I wonder in what way these zones get cleared? For example if we have smth like
limit_req_zone $binary_remote_addr zone=one:1m rate=1r/s;
and the number of unique users per a day exceeds 16000 - does it mean that the zone will get overflown and other users will start getting 503 error for the set up location? Or is there a time frame of user's inactivity after which the-user-related-zone-memory will be cleaned?
My main concern here is to set an optimal zone size without a risk of getting it exhausted in case of high-load.
It should be checked, but as I understood lifetime of the zone items relates to the active connections.
So zone=one:1m
can hold up to 16 K unique IPs among currently (simultaneously) active connections (total number of the active connections at the moment can exceed 16 K, because a few connections can be opened from the same IP).
So zone size in mb should be >= number of simultaneous connections from the unique IPs / 16K.
Note that if users share single IP over the NAT that is rather often for USSR providers then you will limit request frequency for the bunch of users that can be very inconvenient for them, so to handle this case you should set rate = simult_users_with_same_ip r/s
If storage is exhausted when NGINX needs to add a new entry, it removes the oldest entry.
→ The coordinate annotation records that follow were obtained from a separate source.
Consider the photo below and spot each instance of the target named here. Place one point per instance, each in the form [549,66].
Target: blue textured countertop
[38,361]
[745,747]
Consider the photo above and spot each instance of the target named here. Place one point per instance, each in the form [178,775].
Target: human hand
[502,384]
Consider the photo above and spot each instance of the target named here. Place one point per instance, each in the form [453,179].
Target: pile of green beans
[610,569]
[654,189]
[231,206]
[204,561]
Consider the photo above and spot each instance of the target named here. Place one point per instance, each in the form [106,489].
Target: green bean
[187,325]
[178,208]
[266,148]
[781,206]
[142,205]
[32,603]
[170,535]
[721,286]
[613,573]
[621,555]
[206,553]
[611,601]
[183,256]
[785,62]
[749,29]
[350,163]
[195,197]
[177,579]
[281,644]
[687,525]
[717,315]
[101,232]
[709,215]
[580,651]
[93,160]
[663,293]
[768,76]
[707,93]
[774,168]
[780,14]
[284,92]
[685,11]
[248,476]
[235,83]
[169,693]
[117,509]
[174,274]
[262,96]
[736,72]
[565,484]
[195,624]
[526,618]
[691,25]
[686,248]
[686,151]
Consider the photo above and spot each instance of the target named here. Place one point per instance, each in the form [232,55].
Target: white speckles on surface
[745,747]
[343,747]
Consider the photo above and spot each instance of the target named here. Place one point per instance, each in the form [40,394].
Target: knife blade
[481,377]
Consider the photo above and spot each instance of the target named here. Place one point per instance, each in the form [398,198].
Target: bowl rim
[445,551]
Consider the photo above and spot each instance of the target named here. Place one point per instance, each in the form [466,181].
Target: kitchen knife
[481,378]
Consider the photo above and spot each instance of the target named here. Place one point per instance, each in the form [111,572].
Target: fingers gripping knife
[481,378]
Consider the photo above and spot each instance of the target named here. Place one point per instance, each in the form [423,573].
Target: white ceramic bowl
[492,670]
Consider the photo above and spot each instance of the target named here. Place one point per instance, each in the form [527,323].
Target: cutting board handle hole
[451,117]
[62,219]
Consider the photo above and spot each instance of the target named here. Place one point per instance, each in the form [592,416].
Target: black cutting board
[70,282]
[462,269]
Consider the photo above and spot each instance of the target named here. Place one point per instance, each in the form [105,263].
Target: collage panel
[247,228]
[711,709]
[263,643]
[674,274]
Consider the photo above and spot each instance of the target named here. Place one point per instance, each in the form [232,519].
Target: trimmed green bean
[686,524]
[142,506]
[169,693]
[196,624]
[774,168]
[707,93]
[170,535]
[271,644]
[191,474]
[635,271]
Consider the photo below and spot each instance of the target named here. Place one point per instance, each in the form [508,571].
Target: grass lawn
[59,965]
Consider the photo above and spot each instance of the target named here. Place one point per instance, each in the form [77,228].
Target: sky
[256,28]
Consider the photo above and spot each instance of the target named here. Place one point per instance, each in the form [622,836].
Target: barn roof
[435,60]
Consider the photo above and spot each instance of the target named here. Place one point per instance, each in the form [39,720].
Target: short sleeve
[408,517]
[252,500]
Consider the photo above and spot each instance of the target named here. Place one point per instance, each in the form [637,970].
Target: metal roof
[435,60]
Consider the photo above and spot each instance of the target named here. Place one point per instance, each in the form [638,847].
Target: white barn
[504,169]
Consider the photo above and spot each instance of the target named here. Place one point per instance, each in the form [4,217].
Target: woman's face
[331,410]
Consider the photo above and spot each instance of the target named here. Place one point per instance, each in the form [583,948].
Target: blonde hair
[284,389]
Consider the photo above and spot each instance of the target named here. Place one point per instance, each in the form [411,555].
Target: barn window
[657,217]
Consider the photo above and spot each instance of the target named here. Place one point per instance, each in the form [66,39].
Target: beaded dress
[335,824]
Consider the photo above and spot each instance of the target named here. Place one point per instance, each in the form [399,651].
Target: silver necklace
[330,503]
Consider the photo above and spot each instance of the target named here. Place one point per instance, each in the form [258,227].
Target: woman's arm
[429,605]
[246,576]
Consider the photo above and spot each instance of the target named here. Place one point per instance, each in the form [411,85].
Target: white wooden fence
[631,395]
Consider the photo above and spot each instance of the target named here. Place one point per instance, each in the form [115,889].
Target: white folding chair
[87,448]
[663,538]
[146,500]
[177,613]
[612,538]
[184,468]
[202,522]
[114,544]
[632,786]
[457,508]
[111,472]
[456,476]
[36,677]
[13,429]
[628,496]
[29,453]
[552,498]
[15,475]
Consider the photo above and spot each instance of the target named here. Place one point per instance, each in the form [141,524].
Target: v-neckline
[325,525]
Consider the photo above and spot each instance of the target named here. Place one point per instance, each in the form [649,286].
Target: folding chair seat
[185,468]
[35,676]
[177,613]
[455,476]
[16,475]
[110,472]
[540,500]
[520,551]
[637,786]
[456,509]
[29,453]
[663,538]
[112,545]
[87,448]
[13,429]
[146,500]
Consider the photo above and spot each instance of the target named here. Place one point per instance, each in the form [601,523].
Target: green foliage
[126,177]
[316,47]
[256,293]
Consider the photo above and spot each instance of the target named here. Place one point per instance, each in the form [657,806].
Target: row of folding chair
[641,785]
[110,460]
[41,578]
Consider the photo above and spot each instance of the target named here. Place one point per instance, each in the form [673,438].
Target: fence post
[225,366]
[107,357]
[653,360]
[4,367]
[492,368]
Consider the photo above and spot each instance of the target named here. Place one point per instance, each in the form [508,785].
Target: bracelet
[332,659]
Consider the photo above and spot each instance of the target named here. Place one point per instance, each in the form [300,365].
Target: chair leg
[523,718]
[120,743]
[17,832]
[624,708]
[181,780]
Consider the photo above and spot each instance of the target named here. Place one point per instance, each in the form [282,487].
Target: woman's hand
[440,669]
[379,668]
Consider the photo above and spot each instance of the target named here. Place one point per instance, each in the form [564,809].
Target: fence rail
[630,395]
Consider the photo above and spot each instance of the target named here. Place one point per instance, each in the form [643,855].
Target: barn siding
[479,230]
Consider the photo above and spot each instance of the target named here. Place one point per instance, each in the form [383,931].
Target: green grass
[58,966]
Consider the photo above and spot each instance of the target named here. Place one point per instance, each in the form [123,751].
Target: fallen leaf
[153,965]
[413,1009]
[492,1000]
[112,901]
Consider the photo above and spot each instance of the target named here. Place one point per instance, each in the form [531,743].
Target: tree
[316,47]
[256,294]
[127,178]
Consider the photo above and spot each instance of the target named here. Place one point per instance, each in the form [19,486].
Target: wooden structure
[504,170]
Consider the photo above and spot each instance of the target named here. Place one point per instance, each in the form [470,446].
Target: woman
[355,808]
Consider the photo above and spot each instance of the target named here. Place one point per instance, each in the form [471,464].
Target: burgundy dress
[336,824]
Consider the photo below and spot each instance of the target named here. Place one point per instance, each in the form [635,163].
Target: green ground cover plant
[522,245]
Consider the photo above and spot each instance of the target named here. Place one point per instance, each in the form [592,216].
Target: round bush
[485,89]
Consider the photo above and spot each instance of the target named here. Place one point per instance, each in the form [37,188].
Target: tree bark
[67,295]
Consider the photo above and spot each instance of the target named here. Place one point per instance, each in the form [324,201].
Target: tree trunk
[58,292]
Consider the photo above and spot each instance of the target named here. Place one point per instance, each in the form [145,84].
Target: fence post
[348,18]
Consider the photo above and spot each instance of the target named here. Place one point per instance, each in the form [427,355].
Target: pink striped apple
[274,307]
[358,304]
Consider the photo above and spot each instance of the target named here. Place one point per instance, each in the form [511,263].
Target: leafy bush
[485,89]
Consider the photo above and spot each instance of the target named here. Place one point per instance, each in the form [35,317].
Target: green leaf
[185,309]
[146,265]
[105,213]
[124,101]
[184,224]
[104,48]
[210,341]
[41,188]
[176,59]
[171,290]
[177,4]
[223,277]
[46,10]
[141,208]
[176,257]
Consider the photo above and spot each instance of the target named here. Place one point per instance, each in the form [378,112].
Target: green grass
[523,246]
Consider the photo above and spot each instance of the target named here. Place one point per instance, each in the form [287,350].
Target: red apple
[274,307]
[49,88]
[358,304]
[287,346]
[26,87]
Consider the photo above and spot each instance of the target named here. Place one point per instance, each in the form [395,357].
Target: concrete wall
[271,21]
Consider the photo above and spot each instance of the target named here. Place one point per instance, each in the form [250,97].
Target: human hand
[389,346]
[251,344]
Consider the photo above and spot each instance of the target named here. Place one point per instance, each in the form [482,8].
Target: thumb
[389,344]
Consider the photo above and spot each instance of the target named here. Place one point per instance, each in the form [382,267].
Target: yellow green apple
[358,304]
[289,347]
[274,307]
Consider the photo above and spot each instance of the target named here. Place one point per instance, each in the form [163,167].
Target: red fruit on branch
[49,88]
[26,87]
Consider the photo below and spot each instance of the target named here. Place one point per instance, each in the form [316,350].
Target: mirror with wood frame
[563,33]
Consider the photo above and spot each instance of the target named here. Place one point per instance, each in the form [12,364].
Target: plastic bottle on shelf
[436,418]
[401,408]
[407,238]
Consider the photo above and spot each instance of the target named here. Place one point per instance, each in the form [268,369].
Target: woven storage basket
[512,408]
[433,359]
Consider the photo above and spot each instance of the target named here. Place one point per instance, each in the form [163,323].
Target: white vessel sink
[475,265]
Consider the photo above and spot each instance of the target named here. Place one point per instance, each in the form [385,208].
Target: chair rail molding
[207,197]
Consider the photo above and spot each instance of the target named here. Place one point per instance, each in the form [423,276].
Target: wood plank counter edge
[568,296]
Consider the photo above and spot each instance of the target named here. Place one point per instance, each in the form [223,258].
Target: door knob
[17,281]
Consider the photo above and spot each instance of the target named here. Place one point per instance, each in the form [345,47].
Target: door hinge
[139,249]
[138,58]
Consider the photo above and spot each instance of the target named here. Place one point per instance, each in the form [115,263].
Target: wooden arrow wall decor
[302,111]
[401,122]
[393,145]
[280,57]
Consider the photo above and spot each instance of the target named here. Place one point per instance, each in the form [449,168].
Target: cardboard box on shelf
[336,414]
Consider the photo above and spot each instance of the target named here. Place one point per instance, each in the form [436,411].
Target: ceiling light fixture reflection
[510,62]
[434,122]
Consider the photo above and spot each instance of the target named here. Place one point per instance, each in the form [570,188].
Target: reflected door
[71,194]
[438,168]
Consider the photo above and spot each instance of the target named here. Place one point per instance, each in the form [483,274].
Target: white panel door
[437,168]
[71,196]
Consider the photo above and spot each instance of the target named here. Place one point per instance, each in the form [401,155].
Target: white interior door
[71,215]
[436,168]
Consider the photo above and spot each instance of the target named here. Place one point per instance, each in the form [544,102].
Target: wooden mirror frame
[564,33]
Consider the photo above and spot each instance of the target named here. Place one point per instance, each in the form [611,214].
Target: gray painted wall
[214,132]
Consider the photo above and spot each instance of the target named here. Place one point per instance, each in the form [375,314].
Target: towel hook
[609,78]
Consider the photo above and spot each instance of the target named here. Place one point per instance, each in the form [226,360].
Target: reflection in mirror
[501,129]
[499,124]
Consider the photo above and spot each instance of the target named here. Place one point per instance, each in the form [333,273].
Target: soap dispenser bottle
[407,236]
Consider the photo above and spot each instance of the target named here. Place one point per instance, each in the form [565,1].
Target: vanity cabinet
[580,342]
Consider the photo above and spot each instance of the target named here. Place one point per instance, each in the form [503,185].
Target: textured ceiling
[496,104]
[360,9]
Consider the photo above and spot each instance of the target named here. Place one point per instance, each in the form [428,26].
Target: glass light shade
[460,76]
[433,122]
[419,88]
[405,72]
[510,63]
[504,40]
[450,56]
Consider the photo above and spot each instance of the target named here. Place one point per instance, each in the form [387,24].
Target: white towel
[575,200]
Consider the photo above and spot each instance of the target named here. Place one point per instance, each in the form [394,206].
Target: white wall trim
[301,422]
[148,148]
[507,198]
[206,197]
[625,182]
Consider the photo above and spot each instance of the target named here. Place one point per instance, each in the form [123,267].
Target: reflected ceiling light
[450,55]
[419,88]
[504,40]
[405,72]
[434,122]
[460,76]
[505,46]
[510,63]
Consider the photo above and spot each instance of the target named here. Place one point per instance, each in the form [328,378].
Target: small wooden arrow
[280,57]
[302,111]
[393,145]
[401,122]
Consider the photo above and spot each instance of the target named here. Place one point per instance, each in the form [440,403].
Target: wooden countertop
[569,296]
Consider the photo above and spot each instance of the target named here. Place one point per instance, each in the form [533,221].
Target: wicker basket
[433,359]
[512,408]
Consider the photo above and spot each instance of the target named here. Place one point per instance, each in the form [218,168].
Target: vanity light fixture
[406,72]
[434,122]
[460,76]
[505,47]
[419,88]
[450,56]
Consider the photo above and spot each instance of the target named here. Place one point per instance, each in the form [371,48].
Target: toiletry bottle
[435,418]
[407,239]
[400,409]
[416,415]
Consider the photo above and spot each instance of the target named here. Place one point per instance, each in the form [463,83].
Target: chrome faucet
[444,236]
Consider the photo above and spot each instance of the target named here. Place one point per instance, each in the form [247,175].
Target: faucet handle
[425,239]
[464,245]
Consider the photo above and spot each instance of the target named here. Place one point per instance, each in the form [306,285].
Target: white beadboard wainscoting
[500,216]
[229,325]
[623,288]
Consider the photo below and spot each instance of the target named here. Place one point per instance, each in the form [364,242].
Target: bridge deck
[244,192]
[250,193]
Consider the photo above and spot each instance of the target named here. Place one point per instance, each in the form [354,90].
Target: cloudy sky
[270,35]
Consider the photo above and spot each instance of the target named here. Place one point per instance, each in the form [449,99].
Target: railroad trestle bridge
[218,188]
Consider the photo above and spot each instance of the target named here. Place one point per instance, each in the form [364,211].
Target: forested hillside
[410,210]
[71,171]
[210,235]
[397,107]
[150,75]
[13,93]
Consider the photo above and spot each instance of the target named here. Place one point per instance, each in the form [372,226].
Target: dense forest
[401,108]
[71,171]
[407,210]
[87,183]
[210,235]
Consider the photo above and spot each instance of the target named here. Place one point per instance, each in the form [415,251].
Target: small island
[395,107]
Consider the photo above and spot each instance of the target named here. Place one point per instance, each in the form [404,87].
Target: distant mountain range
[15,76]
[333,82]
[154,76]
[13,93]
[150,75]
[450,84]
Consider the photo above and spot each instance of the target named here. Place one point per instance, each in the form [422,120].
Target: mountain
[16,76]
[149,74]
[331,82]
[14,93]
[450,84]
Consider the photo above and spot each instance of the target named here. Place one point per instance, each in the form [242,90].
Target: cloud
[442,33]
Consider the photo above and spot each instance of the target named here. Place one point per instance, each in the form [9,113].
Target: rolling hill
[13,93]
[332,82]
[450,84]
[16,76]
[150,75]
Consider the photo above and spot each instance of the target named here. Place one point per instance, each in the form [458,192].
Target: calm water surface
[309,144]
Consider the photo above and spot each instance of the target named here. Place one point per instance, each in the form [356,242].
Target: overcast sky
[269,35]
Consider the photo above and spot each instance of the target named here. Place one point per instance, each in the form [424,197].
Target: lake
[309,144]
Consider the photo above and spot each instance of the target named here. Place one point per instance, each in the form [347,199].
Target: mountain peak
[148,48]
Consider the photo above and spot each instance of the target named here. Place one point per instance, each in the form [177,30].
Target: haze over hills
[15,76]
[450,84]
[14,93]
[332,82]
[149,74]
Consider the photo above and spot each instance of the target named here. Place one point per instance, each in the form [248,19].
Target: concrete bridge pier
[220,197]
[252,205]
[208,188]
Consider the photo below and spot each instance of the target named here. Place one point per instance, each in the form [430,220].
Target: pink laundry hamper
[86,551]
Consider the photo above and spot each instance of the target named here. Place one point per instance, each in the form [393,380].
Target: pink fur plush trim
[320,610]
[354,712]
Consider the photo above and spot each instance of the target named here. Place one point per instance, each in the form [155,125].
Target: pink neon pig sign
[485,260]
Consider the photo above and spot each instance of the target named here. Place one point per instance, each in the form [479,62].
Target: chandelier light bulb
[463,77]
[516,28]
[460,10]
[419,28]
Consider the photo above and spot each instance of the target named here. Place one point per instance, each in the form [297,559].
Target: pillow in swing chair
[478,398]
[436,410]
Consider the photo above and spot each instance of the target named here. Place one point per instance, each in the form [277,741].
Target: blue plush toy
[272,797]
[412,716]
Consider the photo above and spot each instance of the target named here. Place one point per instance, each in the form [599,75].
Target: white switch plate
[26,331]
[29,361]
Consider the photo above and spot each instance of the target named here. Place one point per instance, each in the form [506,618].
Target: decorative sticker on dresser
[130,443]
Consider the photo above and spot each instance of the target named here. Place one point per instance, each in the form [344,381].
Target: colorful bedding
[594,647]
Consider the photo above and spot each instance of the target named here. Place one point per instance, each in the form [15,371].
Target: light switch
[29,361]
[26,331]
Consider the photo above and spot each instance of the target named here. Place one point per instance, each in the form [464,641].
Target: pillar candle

If the space freed is still not enough to accommodate the new record, NGINX returns status code
503 (Service Temporarily Unavailable)
. Additionally, to prevent memory from being exhausted, every time NGINX creates a new entry it removes up to two entries that have not been used in the previous 60 seconds.
>16K entries a day is nothing to worry about. NGINX wipes entries that are inactive for more than a minute.
But if the number of active entries reaches >16K, it gets problematic, in that it might lose entries (and states) in use.